Elected by Graduate Assembly delegates, the new executive board is composed of President Luis Tenorio, Vice President of Equity and Inclusion Pelagie Elimbi Moudio, Vice President of Finance Martin Siron, External Affairs Vice President Kerby Lynch, Campus Affairs Vice President Maria Pettis, Internal Vice President Liz Lawler, Rules Officer Lisa Treidel and Funding Officer Connor Jackson.
“I’m looking forward to working with this talented group of graduate and professional students elected to serve on the Grad Assembly,” Siron said in an email. “Each of them brings passion, and skills to their respective position and I’m excited to not only get to know them but also learn from them.”
Despite the meeting being held remotely due to the shelter-in-place order, procedures, discussions and votes were able to occur similarly to regular in-person meetings, according to assembly delegate José Marrero Rosado. Approximately 130 students were in attendance, of which about 100 were voting delegates.
Candidates were asked to go into “breakout rooms” on Zoom during the elections so anonymity could be preserved.
“The shelter-in-place order proved indeed to be a challenge,” Siron said in the email. “Nonetheless, the current (Internal Vice President) and executive board were able to put a process together in order to run our Grad Assembly delegates meeting rather smoothly.”
The election process for the executive board was lengthy, according to Marrero Rosado, resulting in elections for the Graduate Council, a committee in the campus Academic Senate, getting postponed until May.

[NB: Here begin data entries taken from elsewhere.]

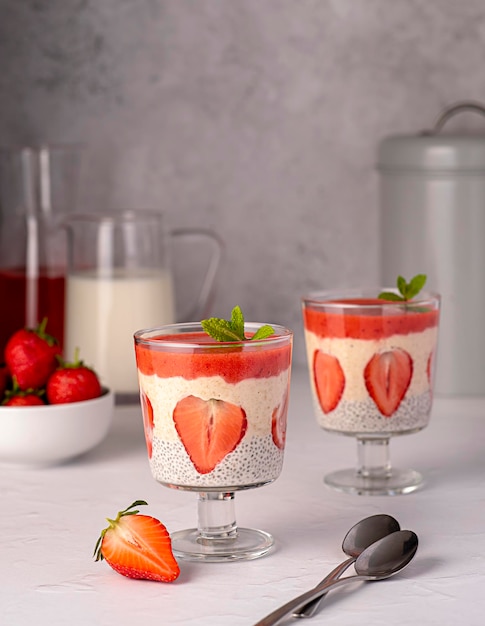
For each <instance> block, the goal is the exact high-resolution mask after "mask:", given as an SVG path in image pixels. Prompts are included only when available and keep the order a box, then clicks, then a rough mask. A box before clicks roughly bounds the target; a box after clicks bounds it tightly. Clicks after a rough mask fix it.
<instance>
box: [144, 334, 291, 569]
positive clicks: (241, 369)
mask: <svg viewBox="0 0 485 626" xmlns="http://www.w3.org/2000/svg"><path fill="white" fill-rule="evenodd" d="M260 326H262V325H261V324H255V323H246V324H245V332H246V336H248V337H250V336H252V335H253V334H254V333H255V332H256V331H257V330H258V328H259V327H260ZM273 330H274V333H273V334H272V335H271V336H270V337H268V338H265V339H256V340H251V341H249V340H248V341H240V342H220V341H216V340H214V339H212V338H211V337H210V336H209V335H207V334H206V333H205V332H204V331H203V330H202V326H201V324H200V323H184V324H170V325H166V326H162V327H159V328H154V329H149V330H141V331H138V332H137V333H135V352H136V361H137V368H138V380H139V388H140V399H141V406H142V412H143V421H144V428H145V437H146V442H147V449H148V456H149V462H150V468H151V472H152V476H153V477H154V478H155V480H157V481H158V482H160V483H161V484H162V485H164V486H166V487H171V488H174V489H182V490H186V491H194V492H197V493H198V526H197V528H192V529H187V530H180V531H176V532H174V533H172V534H171V539H172V547H173V551H174V554H175V555H176V556H178V557H181V558H184V559H188V560H197V561H233V560H247V559H254V558H257V557H260V556H263V555H264V554H266V553H267V552H268V551H269V550H270V549H271V548H272V546H273V544H274V540H273V537H272V536H271V535H270V534H269V533H267V532H265V531H262V530H257V529H252V528H240V527H238V526H237V524H236V516H235V502H234V497H235V492H237V491H240V490H243V489H252V488H255V487H261V486H263V485H265V484H267V483H271V482H272V481H274V480H276V478H278V476H279V474H280V472H281V469H282V464H283V454H284V446H285V435H286V417H287V409H288V394H289V385H290V372H291V352H292V339H293V334H292V332H291V331H290V330H288V329H286V328H283V327H281V326H275V325H273Z"/></svg>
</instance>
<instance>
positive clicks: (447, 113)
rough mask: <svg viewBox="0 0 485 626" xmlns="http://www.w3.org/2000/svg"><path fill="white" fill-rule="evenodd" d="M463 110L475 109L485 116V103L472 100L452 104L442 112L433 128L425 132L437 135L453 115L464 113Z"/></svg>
mask: <svg viewBox="0 0 485 626" xmlns="http://www.w3.org/2000/svg"><path fill="white" fill-rule="evenodd" d="M463 111H473V112H474V113H480V115H484V116H485V105H483V104H480V102H473V101H471V100H470V101H464V102H457V103H456V104H452V105H451V106H449V107H448V108H446V109H445V110H444V111H443V112H442V113H440V115H439V116H438V119H437V120H436V122H435V124H434V126H433V128H432V129H431V130H428V131H425V132H424V133H423V134H425V135H437V134H438V133H439V132H440V131H441V130H442V128H443V126H444V125H445V124H446V122H447V121H448V120H449V119H450V118H451V117H453V116H454V115H457V114H458V113H462V112H463Z"/></svg>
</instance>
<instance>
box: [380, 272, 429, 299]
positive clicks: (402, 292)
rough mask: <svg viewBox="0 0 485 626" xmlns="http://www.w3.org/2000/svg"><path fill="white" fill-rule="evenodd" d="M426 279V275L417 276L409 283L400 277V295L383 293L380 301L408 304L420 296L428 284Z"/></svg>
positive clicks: (399, 285) (398, 279)
mask: <svg viewBox="0 0 485 626" xmlns="http://www.w3.org/2000/svg"><path fill="white" fill-rule="evenodd" d="M426 278H427V276H426V274H417V275H416V276H414V278H411V280H410V281H409V283H408V282H406V280H405V279H404V278H403V277H402V276H398V277H397V289H398V291H399V294H397V293H394V292H393V291H383V292H381V293H380V294H379V299H380V300H391V301H393V302H408V301H409V300H412V299H413V298H414V297H415V296H417V295H418V293H419V292H420V291H421V289H422V288H423V287H424V285H425V283H426Z"/></svg>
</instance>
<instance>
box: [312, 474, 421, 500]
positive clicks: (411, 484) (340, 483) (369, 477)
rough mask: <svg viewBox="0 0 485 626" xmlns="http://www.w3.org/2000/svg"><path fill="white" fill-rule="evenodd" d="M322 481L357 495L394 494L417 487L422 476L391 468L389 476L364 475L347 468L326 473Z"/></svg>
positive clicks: (419, 483) (332, 486)
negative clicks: (328, 472) (390, 471)
mask: <svg viewBox="0 0 485 626" xmlns="http://www.w3.org/2000/svg"><path fill="white" fill-rule="evenodd" d="M324 482H325V484H326V485H328V486H329V487H332V488H333V489H336V490H338V491H343V492H344V493H352V494H357V495H359V496H396V495H400V494H406V493H411V492H412V491H415V490H416V489H418V488H419V487H420V486H421V485H422V484H423V477H422V476H421V474H419V472H415V471H414V470H399V469H392V471H391V473H390V475H389V476H382V477H379V476H377V477H376V476H372V477H364V476H362V475H360V474H358V473H357V472H356V471H355V469H348V470H340V471H337V472H333V473H331V474H327V476H325V478H324Z"/></svg>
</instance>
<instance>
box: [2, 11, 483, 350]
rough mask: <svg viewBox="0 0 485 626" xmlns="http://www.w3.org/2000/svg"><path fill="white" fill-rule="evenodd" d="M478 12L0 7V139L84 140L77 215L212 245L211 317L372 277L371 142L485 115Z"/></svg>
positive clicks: (482, 43) (371, 207)
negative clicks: (81, 208)
mask: <svg viewBox="0 0 485 626" xmlns="http://www.w3.org/2000/svg"><path fill="white" fill-rule="evenodd" d="M484 60H485V3H484V2H483V0H460V1H457V0H136V1H135V0H131V1H128V0H77V1H74V0H50V1H49V2H47V1H46V2H41V1H40V0H22V1H19V0H1V2H0V62H1V71H0V143H7V144H9V143H24V142H25V143H29V142H34V143H38V142H41V141H60V142H68V141H76V142H77V141H83V142H85V143H86V145H87V159H86V161H85V167H84V170H83V174H82V181H83V183H82V190H81V206H83V207H90V208H97V207H103V206H104V207H108V206H109V207H115V208H118V207H133V208H136V207H139V208H141V207H155V206H156V207H161V208H163V209H164V210H165V211H166V212H167V216H168V219H169V222H170V225H172V226H174V227H177V226H190V225H193V226H206V227H210V228H214V229H215V230H217V231H218V232H219V233H220V235H221V236H222V237H223V238H224V239H225V241H226V244H227V251H226V257H225V260H224V265H223V268H222V270H221V272H220V274H219V291H218V295H217V300H216V303H215V311H214V312H215V313H216V314H218V315H225V314H226V313H227V314H228V313H229V311H230V309H231V307H232V305H233V304H235V303H239V304H240V305H241V306H242V307H243V310H244V311H245V312H246V316H247V317H248V318H253V319H256V320H259V321H273V322H280V323H283V324H287V325H289V326H291V327H293V328H294V329H295V330H296V331H297V332H298V335H297V342H296V350H295V354H296V358H297V359H303V347H302V342H301V338H300V332H301V321H300V304H299V296H300V295H301V293H302V292H304V291H306V290H308V289H314V288H320V287H322V288H323V287H334V286H343V285H356V284H358V283H372V282H375V281H377V280H378V279H379V208H378V196H377V174H376V172H375V165H374V164H375V158H376V148H377V143H378V141H379V140H380V139H381V138H382V137H383V136H385V135H387V134H391V133H395V132H417V131H419V130H421V129H422V128H423V127H427V126H430V125H431V124H432V123H433V121H434V120H435V118H436V116H437V115H438V113H439V112H440V110H441V109H442V108H443V107H444V106H446V105H449V104H450V103H453V102H455V101H457V100H460V99H464V98H466V99H475V100H482V101H483V100H485V80H484V70H483V68H484Z"/></svg>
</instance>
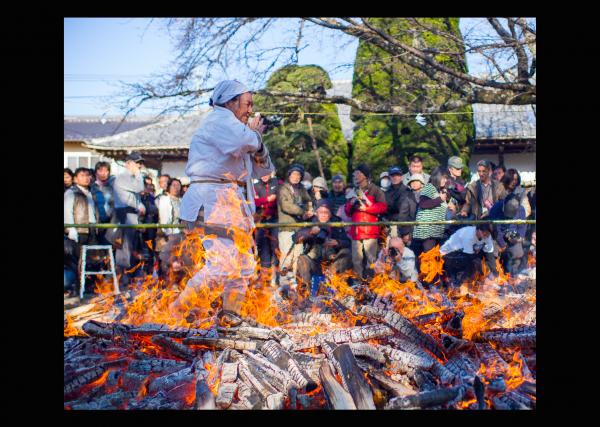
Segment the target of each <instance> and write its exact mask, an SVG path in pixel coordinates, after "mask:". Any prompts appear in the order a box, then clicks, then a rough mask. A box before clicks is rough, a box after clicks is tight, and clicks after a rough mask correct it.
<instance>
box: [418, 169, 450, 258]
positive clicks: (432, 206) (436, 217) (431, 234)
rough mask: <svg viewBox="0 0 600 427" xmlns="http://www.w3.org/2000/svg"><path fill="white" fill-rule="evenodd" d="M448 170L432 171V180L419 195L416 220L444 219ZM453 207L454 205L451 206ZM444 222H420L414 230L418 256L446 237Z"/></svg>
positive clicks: (429, 182) (434, 169)
mask: <svg viewBox="0 0 600 427" xmlns="http://www.w3.org/2000/svg"><path fill="white" fill-rule="evenodd" d="M447 180H448V171H447V170H446V169H442V168H436V169H434V170H433V171H432V172H431V180H430V182H429V183H428V184H427V185H425V186H424V187H423V189H422V190H421V194H420V197H419V206H418V209H417V215H416V218H415V219H416V221H444V220H445V219H446V210H447V209H448V206H449V204H448V194H447V192H446V188H445V185H446V181H447ZM451 208H452V207H451ZM444 230H445V226H444V225H443V224H419V225H417V226H415V228H414V231H413V250H414V252H415V254H416V255H417V257H418V256H419V255H421V254H422V253H423V252H427V251H429V250H431V249H432V248H433V247H434V246H435V245H437V244H439V243H440V242H441V240H442V239H443V237H444Z"/></svg>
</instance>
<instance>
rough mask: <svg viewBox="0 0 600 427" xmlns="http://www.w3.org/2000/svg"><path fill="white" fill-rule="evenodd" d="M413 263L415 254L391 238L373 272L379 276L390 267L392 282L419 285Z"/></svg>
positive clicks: (382, 250) (384, 247)
mask: <svg viewBox="0 0 600 427" xmlns="http://www.w3.org/2000/svg"><path fill="white" fill-rule="evenodd" d="M415 175H419V174H415ZM415 261H416V257H415V253H414V252H413V251H412V250H410V249H409V248H407V247H406V245H405V244H404V241H403V240H402V239H401V238H400V237H392V238H391V239H390V242H389V244H388V245H387V246H386V247H384V248H383V249H382V250H381V252H379V256H378V257H377V261H376V262H375V272H376V273H378V274H381V273H383V272H384V271H385V270H386V266H391V274H390V276H391V277H392V278H393V279H394V280H397V281H399V282H407V281H411V282H413V283H415V284H419V285H420V282H419V276H418V274H417V268H416V265H415ZM388 268H389V267H388Z"/></svg>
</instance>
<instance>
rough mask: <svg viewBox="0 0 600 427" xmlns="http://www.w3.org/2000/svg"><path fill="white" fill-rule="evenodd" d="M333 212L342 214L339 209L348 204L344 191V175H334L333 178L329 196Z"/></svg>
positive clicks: (330, 202)
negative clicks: (339, 210) (341, 213)
mask: <svg viewBox="0 0 600 427" xmlns="http://www.w3.org/2000/svg"><path fill="white" fill-rule="evenodd" d="M328 200H329V203H330V206H331V209H332V212H334V215H336V216H338V217H339V216H340V214H339V210H340V208H342V210H343V207H344V205H345V204H346V192H345V191H344V177H343V176H342V175H334V176H333V178H331V193H329V197H328Z"/></svg>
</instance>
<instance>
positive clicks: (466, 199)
mask: <svg viewBox="0 0 600 427" xmlns="http://www.w3.org/2000/svg"><path fill="white" fill-rule="evenodd" d="M477 174H478V175H479V180H477V181H473V182H471V183H470V184H469V185H468V186H467V194H466V197H465V204H464V205H463V207H462V209H461V210H460V216H463V217H468V218H470V219H482V218H486V217H487V216H488V215H489V213H490V209H491V208H492V206H493V204H494V203H496V202H497V201H498V200H501V199H503V198H504V197H505V196H506V191H505V190H504V186H503V185H502V183H500V182H498V181H496V180H494V179H492V177H491V165H490V162H489V161H488V160H480V161H479V162H477Z"/></svg>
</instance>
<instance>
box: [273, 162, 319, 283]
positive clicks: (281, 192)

Tenorio, assembly president-elect, plans to continue to make adjustments in response to the coronavirus. One of his platforms as a candidate emphasized supporting the efforts of his colleagues to address the financial and academic impacts of the pandemic on UC Berkeley and its students.
“My priority would be that a continued pulse is taken on how academic progress and completion is being impacted for students and the challenges that students face around basic needs,” Tenorio said in his candidate statement.
Another priority next year for many of the new executive board members and assembly delegates is to gain legal and financial independence from the ASUC, according to assembly delegate Alden Moss. According to results from a referendum on the ASUC 2020 ballot, 83.61% of the graduate student body supports the Graduate Assembly’s governance workgroup in actively trying to get the ASUC constitution amended to allow the Graduate Student Assembly to form independently.
“The ASUC right now holds control over the GA. A lot of the people in the ASUC don’t understand the different lifestyles and means of graduate students,” Moss said. “For those reasons, we are trying to have the GA become independent.”